Backfill · 2022
#256 of 357Library Study Carrels
Editorial: Wooden study carrel built into a library wall, showing the desk surface, three-sided partitions, a small overhead shelf, and a recessed power outlet, with natural light coming from a window to the left.
On the 4th floor of the library, study carrels are built into the wall with partitions on 3 sides so you can only see straight ahead. Whoever designed them understood that privacy is the most valuable resource in a building full of people trying to concentrate. Each one has a small shelf above the desk surface, maybe 8 inches deep, and a power outlet recessed into the back wall at elbow height. Your charging cable doesn't drape across your workspace. The wood is birch or maybe maple, light-colored with a satin finish worn smooth by decades of forearms resting on it. I want to know who picked those proportions. The desk height and the chair that slides under it create a posture where you naturally lean forward slightly, which is how your body sits when you're actually engaged with what you're reading.
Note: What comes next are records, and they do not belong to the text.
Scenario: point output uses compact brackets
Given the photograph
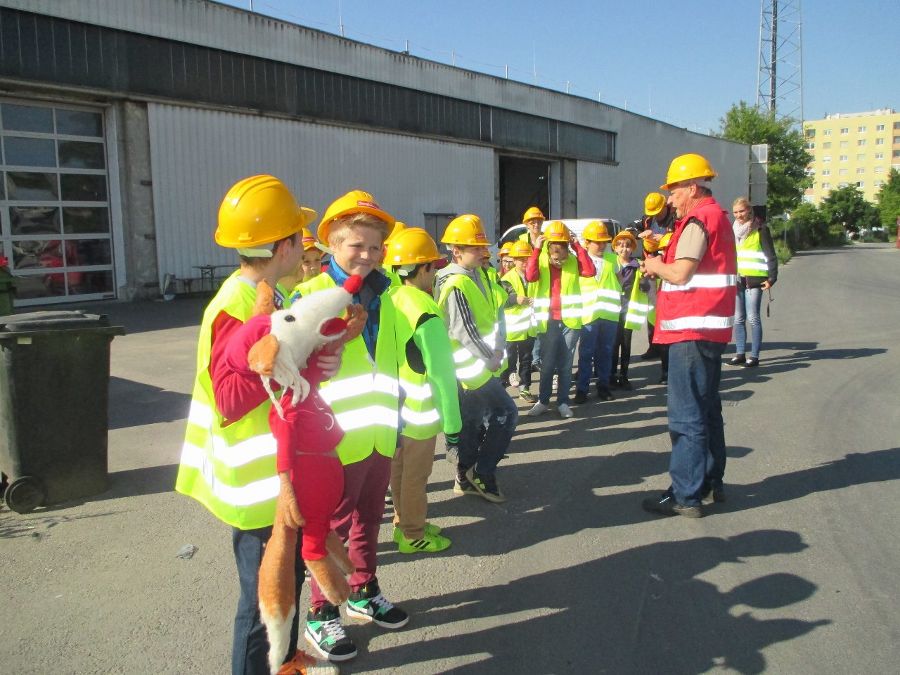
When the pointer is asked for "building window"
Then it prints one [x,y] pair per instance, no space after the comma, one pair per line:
[55,206]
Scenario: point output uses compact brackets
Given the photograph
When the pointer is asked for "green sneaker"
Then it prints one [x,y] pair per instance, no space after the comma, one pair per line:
[325,634]
[430,543]
[433,530]
[368,604]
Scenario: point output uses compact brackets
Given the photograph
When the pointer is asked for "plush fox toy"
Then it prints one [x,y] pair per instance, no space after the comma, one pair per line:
[310,473]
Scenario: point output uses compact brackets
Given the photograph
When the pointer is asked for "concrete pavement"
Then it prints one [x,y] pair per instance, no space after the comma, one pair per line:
[796,573]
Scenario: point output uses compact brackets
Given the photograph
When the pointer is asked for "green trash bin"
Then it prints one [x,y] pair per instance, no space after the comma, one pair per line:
[54,393]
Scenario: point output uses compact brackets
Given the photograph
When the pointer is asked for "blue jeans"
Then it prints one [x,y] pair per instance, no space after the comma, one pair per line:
[746,310]
[492,402]
[250,648]
[695,419]
[595,354]
[557,354]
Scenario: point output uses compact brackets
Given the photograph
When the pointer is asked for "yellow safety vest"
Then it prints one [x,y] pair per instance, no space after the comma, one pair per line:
[229,469]
[421,419]
[471,369]
[639,306]
[603,297]
[569,292]
[751,259]
[519,318]
[364,395]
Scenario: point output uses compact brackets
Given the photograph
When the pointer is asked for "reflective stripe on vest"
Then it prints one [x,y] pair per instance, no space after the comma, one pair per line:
[471,369]
[751,258]
[420,418]
[229,469]
[570,298]
[519,318]
[364,396]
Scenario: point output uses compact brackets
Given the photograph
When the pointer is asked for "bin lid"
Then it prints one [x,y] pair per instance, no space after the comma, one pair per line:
[56,320]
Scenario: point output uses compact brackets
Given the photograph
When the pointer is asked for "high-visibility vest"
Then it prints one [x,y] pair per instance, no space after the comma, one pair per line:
[639,305]
[364,395]
[602,293]
[703,308]
[471,369]
[569,294]
[421,419]
[519,318]
[229,469]
[751,258]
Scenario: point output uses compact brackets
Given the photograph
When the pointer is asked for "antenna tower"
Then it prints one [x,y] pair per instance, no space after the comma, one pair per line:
[779,82]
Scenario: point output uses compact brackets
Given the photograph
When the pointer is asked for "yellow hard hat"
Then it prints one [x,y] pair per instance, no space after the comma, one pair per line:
[355,201]
[307,238]
[653,203]
[412,246]
[520,249]
[686,167]
[259,210]
[533,212]
[398,228]
[556,231]
[465,230]
[596,231]
[625,234]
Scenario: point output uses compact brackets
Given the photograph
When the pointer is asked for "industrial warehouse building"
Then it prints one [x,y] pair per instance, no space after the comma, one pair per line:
[123,123]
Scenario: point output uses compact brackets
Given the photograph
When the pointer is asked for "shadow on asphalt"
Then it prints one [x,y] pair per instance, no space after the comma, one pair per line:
[134,404]
[644,610]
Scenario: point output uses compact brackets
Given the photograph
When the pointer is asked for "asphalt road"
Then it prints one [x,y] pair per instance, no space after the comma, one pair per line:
[797,573]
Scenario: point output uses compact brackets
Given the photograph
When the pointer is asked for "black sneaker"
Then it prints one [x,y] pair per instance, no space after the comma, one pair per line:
[368,604]
[325,634]
[666,505]
[486,486]
[604,394]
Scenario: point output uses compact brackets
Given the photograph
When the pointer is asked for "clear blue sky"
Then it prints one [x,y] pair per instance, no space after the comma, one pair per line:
[685,63]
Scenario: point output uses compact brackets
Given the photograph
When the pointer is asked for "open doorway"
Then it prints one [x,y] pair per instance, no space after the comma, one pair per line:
[523,183]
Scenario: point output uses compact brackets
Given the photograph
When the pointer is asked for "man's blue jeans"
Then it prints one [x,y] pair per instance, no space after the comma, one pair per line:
[595,354]
[250,648]
[557,354]
[746,310]
[695,419]
[492,402]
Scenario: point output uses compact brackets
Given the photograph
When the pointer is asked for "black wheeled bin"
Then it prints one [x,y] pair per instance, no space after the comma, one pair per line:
[54,391]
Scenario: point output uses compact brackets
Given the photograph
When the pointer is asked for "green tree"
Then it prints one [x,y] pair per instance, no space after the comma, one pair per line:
[847,207]
[888,198]
[788,158]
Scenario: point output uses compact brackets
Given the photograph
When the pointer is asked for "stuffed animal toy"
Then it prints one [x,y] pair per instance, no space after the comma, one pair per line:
[311,475]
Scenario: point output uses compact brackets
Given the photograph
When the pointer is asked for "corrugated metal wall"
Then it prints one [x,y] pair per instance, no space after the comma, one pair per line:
[198,154]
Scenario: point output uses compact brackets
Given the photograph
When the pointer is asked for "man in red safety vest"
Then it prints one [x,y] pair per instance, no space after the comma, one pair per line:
[694,316]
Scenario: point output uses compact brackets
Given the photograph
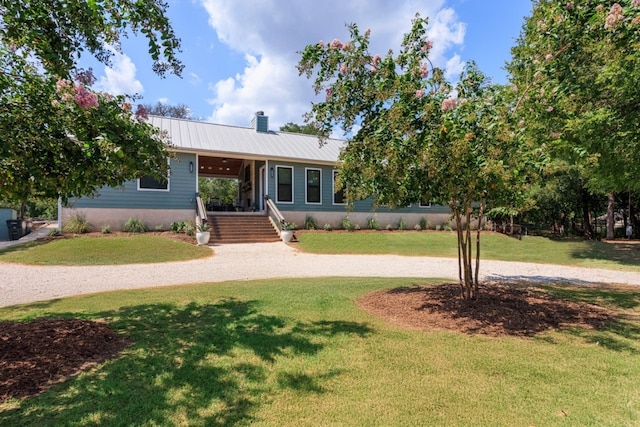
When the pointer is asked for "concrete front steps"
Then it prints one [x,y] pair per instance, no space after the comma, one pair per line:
[241,227]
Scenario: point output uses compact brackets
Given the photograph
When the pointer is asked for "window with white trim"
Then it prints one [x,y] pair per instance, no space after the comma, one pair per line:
[284,184]
[313,190]
[338,193]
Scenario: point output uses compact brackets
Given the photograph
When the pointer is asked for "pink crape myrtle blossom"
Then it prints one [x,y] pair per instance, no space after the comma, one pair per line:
[448,104]
[336,44]
[426,46]
[85,98]
[141,112]
[424,71]
[615,15]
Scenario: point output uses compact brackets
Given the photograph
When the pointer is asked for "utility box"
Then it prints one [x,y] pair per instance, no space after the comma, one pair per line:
[6,214]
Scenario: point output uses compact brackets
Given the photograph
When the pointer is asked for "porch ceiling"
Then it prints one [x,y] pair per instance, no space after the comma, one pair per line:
[219,166]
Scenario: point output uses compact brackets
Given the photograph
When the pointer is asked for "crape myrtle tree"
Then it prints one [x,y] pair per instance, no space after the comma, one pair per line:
[60,138]
[577,68]
[412,136]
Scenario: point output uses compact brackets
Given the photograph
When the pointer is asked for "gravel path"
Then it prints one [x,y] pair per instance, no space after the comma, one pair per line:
[24,284]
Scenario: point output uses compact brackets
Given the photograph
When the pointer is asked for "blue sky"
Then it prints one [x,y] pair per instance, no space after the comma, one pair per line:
[240,56]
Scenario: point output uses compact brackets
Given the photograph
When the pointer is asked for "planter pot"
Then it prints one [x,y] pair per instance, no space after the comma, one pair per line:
[286,235]
[202,237]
Partitions are high enough to block peripheral motion but low enough that you don't feel boxed in. In most carrels, the overhead fluorescent has been replaced with a warmer LED strip that someone on the facilities team must have fought for. Other students have carved initials and dates into the wood over the years. I find that oddly comforting because it means this exact spot has helped people study for exams since before I was born. Carrels near the window get natural light in the afternoon, and those ones are always taken by 9 AM. That's its own kind of design review.